Auf Basis des MSSM lassen sich die Kopplungskonstanten der drei grundlegenden Kräfte für hohe Energien extrapolieren. Dabei wird eine Vereinheitlichung bei einer Energie von etwa 1016 GeV berechnet.
Gruppe | SM-artige Felder | Superpartner |
---|---|---|
Neutrale | Photon ($ \gamma \!\, $), Z($ Z^{0}\!\, $), neutrale Higgs ($ h^{0},\!\,H^{0},A^{0} $) | Neutralinos ($ {\tilde {\chi }}_{1}^{0}\dots {\tilde {\chi }}_{4}^{0} $) |
Geladene | W ($ W^{\pm } $), geladene Higgs ($ H^{\pm } $) | Charginos ($ {\tilde {\chi }}_{1}^{\pm },\,{\tilde {\chi }}_{2}^{\pm } $) |
$ SU(3) $ | Gluonen ($ g\!\, $) | Gluinos ($ {\tilde {g}} $) |
Leptonen | Elektron ($ e\!\, $) | Selektronen ($ {\tilde {e}}_{L},{\tilde {e}}_{R} $) |
Myon ($ \mu \!\, $) | Smyonen ($ {\tilde {\mu }}_{L},{\tilde {\mu }}_{R} $) | |
Tau ($ \tau \!\, $) | Stau ($ {\tilde {\tau }}_{L},{\tilde {\tau }}_{R} $) | |
Neutrinos ($ \nu _{e},\!\,\nu _{\mu },\nu _{\tau } $) | Sneutrinos ($ {\tilde {\nu }}_{1L,R},{\tilde {\nu }}_{2L,R},{\tilde {\nu }}_{3L,R} $) | |
Quarks | Up, Down ($ u,d\!\, $) | Sup, Sdown ($ {\tilde {u}}_{L},{\tilde {u}}_{R},{\tilde {d}}_{L},{\tilde {d}}_{R} $) |
Charm, Strange ($ c,s\!\, $) | Scharm, Sstrange ($ {\tilde {c}}_{L},{\tilde {c}}_{R},{\tilde {s}}_{L},{\tilde {s}}_{R} $) | |
Top, Bottom ($ t,b\!\, $) | Stop, Sbottom ($ {\tilde {t}}_{L},{\tilde {t}}_{R},{\tilde {b}}_{L},{\tilde {b}}_{R} $) |
Die Masseneigenzustände (beobachtbare Impuls-Eigenzustände) können – wie schon im SM – jeweils aus verschiedenen Wechselwirkungseigenzuständen gemischt sein. Dabei müssen die mischenden Teilchen nach der Brechung der elektroschwachen Symmetrie identischen Spin sowie identische elektrische und Farb-Ladung tragen.[4]

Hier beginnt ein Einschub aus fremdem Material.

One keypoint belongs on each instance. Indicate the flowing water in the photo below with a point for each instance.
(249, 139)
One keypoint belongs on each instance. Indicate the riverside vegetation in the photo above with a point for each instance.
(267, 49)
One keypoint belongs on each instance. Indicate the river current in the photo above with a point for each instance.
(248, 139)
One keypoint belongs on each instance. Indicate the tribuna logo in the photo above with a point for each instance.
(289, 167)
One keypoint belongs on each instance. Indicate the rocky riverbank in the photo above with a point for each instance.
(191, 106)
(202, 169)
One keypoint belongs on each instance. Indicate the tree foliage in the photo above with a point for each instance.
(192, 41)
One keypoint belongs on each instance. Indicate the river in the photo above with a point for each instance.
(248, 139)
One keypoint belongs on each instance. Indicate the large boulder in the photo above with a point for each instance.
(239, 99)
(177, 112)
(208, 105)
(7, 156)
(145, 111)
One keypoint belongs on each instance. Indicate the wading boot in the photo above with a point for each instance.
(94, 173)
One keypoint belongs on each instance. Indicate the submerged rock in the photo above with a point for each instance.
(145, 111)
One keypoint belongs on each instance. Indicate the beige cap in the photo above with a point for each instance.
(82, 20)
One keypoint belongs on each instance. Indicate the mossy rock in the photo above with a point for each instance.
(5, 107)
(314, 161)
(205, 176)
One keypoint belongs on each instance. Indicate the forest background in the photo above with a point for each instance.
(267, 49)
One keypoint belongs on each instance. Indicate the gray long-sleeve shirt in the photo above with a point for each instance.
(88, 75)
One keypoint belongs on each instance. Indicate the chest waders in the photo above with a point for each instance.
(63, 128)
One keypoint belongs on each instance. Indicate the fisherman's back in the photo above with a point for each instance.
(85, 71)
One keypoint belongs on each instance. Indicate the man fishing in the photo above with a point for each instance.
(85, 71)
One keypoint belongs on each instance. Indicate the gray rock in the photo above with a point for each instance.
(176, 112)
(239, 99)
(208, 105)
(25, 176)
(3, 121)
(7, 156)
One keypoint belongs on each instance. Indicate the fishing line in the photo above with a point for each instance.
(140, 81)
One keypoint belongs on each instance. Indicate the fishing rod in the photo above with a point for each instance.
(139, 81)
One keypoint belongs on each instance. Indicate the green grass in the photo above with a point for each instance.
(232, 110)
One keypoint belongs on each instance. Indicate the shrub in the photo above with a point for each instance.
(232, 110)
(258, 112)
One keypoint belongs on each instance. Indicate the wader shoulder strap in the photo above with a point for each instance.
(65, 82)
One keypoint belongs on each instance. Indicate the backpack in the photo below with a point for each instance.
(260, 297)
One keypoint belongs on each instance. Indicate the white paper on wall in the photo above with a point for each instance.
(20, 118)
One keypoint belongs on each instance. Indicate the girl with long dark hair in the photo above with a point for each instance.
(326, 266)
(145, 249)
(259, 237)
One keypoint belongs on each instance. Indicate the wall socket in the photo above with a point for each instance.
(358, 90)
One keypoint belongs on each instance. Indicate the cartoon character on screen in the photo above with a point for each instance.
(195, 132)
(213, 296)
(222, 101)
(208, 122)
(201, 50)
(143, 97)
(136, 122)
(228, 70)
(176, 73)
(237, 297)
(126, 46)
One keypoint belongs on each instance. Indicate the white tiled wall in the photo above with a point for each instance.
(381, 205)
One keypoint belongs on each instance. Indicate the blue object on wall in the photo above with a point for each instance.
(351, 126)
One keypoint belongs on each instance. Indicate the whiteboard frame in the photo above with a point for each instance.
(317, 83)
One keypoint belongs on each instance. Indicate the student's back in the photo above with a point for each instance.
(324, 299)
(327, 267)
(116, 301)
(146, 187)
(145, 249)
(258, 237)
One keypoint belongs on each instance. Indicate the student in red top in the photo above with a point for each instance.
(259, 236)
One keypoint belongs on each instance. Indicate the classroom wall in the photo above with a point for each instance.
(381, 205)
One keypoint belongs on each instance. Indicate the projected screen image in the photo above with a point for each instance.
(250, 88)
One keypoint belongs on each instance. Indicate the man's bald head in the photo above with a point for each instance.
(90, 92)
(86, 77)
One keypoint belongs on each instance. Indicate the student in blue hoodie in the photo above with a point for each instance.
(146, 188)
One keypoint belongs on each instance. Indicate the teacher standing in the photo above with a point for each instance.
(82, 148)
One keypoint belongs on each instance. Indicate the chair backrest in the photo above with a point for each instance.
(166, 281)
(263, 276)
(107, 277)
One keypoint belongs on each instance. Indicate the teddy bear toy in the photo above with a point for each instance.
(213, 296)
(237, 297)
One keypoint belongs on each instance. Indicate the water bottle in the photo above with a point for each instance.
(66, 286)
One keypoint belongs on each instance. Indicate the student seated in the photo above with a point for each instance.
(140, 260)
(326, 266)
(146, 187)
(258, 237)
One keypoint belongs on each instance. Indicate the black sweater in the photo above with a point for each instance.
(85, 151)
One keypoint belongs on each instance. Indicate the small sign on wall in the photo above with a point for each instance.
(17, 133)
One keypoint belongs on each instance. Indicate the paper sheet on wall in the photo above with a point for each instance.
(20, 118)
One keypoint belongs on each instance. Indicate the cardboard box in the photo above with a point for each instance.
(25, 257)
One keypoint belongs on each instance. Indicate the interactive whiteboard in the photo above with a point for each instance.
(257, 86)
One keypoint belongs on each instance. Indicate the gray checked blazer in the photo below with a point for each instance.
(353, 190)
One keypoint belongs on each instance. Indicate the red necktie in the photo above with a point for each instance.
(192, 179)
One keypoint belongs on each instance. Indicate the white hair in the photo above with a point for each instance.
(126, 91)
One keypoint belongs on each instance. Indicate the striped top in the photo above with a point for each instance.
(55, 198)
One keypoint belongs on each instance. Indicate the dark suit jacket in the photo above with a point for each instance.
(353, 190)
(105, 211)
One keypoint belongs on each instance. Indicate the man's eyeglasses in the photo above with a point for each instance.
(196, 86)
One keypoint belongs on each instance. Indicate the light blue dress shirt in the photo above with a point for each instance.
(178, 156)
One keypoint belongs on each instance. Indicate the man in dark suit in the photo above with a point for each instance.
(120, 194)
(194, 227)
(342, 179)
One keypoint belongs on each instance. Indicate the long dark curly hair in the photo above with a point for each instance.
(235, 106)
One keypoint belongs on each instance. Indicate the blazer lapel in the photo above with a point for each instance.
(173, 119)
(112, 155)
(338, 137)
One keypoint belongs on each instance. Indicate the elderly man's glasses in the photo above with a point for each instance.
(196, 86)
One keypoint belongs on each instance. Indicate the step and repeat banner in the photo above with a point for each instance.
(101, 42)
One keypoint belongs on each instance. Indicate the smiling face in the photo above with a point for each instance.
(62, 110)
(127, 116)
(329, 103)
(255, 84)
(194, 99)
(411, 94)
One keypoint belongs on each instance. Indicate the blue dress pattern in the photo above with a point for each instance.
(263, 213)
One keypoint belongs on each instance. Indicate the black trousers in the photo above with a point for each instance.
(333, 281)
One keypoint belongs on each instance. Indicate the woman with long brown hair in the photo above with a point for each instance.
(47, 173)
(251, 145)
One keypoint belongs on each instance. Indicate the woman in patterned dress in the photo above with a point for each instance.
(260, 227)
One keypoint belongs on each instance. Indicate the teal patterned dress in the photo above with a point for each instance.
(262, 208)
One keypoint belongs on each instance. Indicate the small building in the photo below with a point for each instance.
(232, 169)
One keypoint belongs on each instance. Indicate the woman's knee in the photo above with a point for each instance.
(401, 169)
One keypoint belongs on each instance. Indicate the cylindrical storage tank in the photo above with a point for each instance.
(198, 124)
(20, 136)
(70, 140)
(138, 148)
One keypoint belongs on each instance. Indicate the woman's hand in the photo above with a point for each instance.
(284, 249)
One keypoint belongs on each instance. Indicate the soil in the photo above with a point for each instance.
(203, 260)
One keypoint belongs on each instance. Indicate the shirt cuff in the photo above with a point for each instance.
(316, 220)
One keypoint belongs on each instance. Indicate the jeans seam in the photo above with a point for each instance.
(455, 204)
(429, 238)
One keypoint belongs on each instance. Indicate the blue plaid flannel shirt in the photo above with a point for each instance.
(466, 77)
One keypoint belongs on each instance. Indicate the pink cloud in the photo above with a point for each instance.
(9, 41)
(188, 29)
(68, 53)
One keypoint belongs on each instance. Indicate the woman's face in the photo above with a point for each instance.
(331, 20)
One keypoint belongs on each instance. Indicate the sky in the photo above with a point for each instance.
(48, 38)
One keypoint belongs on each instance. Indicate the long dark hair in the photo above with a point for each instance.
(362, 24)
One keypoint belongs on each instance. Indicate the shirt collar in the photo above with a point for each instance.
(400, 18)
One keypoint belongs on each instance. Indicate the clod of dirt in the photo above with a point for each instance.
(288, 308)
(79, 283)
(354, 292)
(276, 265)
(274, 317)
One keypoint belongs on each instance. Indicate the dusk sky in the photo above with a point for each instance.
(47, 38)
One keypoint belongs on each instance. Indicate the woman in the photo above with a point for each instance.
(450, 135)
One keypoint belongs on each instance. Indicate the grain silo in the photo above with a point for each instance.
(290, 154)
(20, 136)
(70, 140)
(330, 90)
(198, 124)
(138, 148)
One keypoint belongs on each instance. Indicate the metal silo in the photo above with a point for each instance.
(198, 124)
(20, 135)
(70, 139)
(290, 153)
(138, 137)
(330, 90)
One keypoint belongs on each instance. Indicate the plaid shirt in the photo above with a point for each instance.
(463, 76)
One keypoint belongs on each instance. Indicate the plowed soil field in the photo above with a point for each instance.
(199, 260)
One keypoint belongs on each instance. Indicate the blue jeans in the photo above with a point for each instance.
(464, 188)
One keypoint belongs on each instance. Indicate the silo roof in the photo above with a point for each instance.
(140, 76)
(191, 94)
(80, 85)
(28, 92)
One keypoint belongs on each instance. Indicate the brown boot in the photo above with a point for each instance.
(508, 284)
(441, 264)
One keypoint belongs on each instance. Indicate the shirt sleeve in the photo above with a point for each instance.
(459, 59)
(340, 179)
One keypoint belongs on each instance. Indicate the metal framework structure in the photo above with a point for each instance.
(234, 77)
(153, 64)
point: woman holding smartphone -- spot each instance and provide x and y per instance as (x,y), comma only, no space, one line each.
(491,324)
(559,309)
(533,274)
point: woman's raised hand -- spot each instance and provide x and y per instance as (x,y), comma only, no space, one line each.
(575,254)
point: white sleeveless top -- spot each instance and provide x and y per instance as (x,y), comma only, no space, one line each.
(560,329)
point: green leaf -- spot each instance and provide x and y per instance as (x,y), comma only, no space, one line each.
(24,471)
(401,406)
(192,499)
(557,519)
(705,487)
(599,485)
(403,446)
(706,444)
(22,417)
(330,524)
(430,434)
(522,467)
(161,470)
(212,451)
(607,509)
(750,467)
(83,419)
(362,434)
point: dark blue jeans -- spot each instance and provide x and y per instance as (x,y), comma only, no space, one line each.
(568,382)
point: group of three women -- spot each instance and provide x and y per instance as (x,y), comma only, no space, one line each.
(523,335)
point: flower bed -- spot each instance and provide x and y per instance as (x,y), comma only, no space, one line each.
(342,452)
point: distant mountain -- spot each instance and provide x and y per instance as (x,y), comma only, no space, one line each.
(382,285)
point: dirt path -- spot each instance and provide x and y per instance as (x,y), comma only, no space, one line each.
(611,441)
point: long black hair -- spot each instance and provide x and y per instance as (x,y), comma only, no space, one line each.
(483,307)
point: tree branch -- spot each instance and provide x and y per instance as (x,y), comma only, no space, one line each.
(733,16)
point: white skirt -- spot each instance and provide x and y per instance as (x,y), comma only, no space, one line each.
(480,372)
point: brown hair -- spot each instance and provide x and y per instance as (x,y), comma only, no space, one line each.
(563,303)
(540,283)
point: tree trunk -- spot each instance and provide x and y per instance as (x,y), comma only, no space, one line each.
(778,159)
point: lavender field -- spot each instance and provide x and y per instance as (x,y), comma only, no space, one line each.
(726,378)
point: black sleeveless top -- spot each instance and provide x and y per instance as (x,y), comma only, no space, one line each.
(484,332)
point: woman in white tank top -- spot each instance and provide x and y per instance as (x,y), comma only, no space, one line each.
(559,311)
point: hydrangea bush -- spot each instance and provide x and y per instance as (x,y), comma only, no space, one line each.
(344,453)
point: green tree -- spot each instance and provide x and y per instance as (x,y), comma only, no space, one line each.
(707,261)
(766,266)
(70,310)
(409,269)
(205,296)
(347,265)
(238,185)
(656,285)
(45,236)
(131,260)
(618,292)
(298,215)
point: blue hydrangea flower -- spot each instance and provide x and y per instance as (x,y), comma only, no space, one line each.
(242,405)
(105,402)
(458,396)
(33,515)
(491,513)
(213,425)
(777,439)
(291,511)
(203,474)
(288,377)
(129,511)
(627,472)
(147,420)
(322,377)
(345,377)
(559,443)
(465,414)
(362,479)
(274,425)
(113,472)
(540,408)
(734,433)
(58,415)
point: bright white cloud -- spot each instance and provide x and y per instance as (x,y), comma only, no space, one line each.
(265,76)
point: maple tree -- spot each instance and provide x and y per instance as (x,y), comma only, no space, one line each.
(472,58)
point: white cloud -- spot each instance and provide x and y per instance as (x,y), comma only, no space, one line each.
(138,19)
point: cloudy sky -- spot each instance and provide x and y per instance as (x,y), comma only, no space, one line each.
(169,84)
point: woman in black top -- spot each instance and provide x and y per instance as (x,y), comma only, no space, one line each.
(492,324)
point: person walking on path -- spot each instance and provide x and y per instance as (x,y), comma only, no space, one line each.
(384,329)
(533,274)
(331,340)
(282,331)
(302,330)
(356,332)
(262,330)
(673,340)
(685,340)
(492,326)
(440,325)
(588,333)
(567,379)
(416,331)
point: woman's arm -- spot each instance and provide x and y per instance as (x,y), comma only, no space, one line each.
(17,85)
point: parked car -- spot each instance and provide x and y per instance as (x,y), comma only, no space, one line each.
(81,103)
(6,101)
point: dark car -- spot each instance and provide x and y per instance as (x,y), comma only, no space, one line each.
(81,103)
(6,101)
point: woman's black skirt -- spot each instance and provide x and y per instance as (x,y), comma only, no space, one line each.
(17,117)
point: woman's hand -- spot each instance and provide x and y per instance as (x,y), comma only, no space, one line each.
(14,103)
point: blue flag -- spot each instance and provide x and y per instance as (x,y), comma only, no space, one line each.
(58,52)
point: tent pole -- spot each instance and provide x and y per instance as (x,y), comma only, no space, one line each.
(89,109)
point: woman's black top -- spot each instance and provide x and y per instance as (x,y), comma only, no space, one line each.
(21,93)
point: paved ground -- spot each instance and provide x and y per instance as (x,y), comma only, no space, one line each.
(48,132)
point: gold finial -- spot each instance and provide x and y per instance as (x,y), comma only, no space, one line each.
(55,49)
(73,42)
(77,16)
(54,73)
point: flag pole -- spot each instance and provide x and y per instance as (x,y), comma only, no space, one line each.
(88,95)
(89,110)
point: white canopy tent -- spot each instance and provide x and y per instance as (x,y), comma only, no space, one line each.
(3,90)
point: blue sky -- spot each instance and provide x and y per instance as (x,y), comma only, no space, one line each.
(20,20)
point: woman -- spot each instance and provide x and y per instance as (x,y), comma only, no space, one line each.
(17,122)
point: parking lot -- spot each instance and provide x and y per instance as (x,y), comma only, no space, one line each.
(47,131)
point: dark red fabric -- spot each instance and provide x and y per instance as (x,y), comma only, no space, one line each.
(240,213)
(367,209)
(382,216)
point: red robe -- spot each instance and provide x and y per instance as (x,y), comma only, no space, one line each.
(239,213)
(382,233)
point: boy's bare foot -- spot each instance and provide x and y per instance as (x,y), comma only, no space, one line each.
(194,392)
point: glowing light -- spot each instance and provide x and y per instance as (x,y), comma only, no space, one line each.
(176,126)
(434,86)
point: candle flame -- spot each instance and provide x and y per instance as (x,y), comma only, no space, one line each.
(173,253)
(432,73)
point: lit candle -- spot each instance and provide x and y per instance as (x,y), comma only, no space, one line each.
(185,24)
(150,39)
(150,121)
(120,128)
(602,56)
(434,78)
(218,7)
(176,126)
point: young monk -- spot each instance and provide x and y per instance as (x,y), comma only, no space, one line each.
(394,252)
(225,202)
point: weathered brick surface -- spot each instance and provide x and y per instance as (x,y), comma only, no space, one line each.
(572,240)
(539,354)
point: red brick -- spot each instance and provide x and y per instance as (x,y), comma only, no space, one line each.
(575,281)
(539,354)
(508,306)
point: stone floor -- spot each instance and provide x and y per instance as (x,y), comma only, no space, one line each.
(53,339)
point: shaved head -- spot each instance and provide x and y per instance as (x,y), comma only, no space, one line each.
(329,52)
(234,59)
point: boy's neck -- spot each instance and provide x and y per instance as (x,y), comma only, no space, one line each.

Die konkreten Mischungsverhältnisse hängen von der Wahl der freien Parameter ab, insbesondere kann das Mischungsverhältnis für standardmodellartige und supersymmetrische Teilchen verschieden sein. Daher ist es nicht mehr möglich, die oben beschriebene einfache Nomenklatur beizubehalten. Die resultierenden Masseneigenzustände werden teilweise nach aufsteigender Masse durchnummeriert.
Eine wichtige Klasse an Experimenten für die Suche nach Supersymmetrie stellen Experimente an zukünftigen Teilchenbeschleunigern dar, insbesondere am Large Hadron Collider (LHC) des europäischen Kernforschungszentrums (CERN). Das am häufigsten untersuchte supersymmetrische Modell ist dabei das MSSM.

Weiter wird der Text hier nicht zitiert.